MAGNESIUM : voluntary steemplicity : part 10 :
I don't take many supplements because I believe in consuming whole-foods. Nutrients in isolation lack the accompanying enzymes found in the nutrient's original food source. But there is one nutrient I do supplement in isolation: magnesium. The reason? Because my diet is so heavily biased toward calcium.
I love dairy, cheese in particular, and I think it's fair to say that cheese is an ingredient in almost every meal I eat! Of course, cheese is high in calcium. So is the milk and cream cheese I often cook with (though I'm not a huge fan of drinking it), as well as the sour cream I dollop on Mexican food. Even the occasional cocktail sipped in the evening is made better with some extra-sharp Welsh cheddar cheese.
And calcium is good for us, right? Keeps our bones strong and healthy. But a person can get too much calcium. Magnesium is an antagonist for calcium, and the two work together keeping each other in balance (much like sodium and potassium do).
And even though I'm a chocolate lover, my diet isn't high in magnesium. The foods highest in magnesium include nuts (especially almonds), avocado, and spinach. I don't tend to dollop any high-magnesium foods regularly. So I was likely top-heavy on calcium. And that can be a bad thing.

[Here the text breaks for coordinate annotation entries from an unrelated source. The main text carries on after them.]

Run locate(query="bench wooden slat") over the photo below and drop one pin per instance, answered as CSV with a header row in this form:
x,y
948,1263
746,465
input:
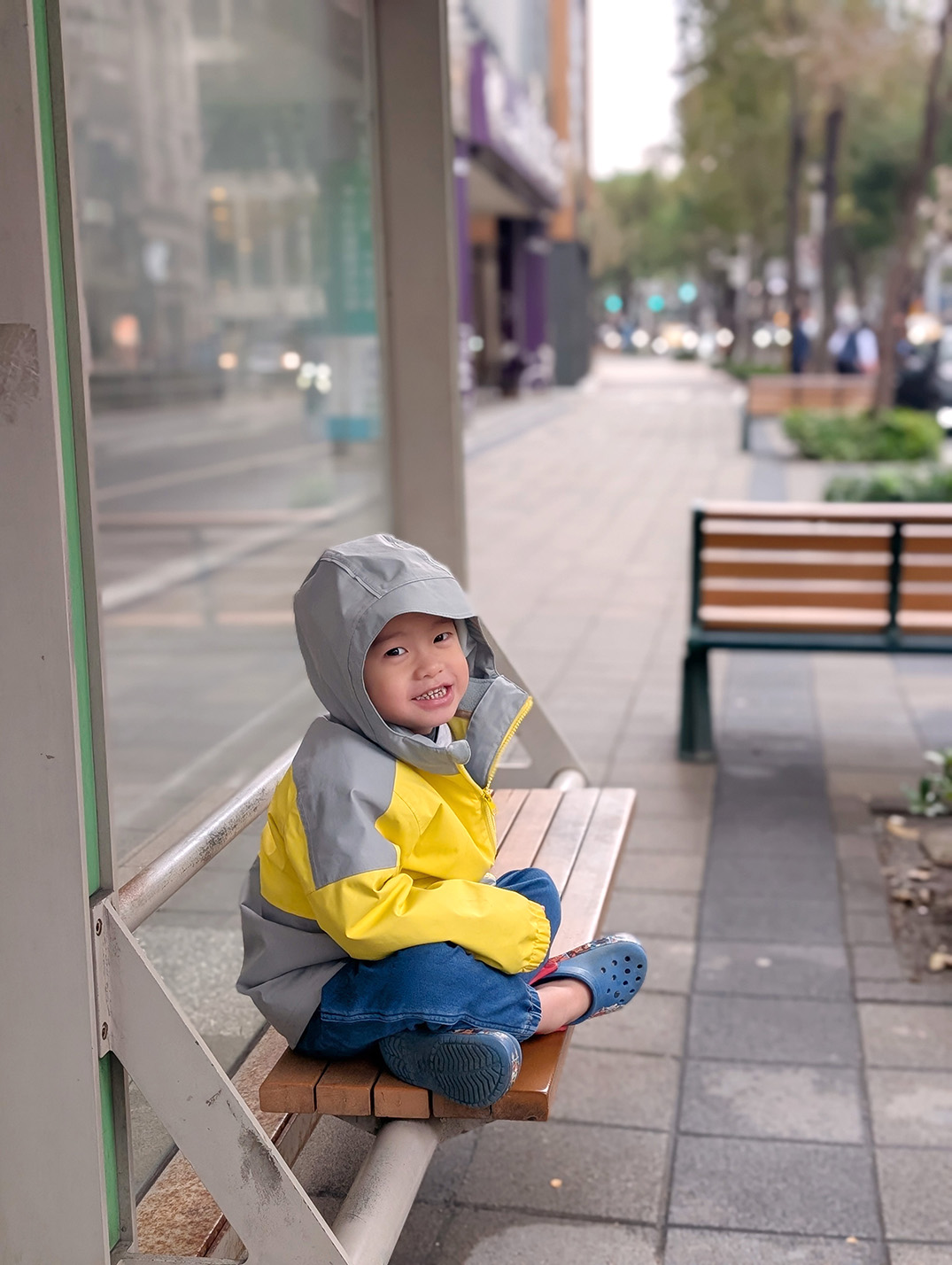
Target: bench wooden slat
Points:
x,y
801,541
925,621
839,596
346,1087
292,1083
831,511
578,835
565,835
793,619
925,572
396,1099
585,892
507,806
525,835
923,543
919,601
742,568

Magnesium is necessary for efficient metabolism. A study in Diabetes Care found that magnesium can reduce systemic inflammation in older women. Other studies suggest magnesium has an inverse association with metabolic syndrome.
Calcium is involved in the contraction of muscles. This is why too much calcium can result in muscle spasms. Magnesium is involved in the relaxation of muscles. You don't want either mineral to dominate. Instead, you want a balance so you have strong muscle contraction and easy muscle relaxation.
But according to Dr. Carolyn Dean, when calcium dominates, the worst possible scenario is that the heart muscle can be prone to the ultimate muscle contraction, a heart attack. This news resonated with me as I recalled that about 10 years ago I heard on the news that women had skyrocketing rates of heart disease. I remember at the time wondering what could be causing that? Looking back, I'm now wondering if it's the love affair women have with calcium supplements.
In the 1960s, women were told to fear osteoporosis. Coincidentally, as documented by H. Benninga, a new formulation of calcium supplement was developed around this time for the treatment of osteoporosis. And in their rush to prevent this disease with calcium supplements, they may have been causing another.
And so, I began supplementing with ionic magnesium in liquid form. The first thing I noticed was that my mood was elevated. Not at bad side effect at all. I can also tell that my muscles are more willing to let go of held tension, though I still need to consciously attempt that “letting go.”
Again, never overdo supplementation of anything. The last thing you'd want is to swing the other way on the pendulum, creating magnesium dominance at the expense of your calcium levels.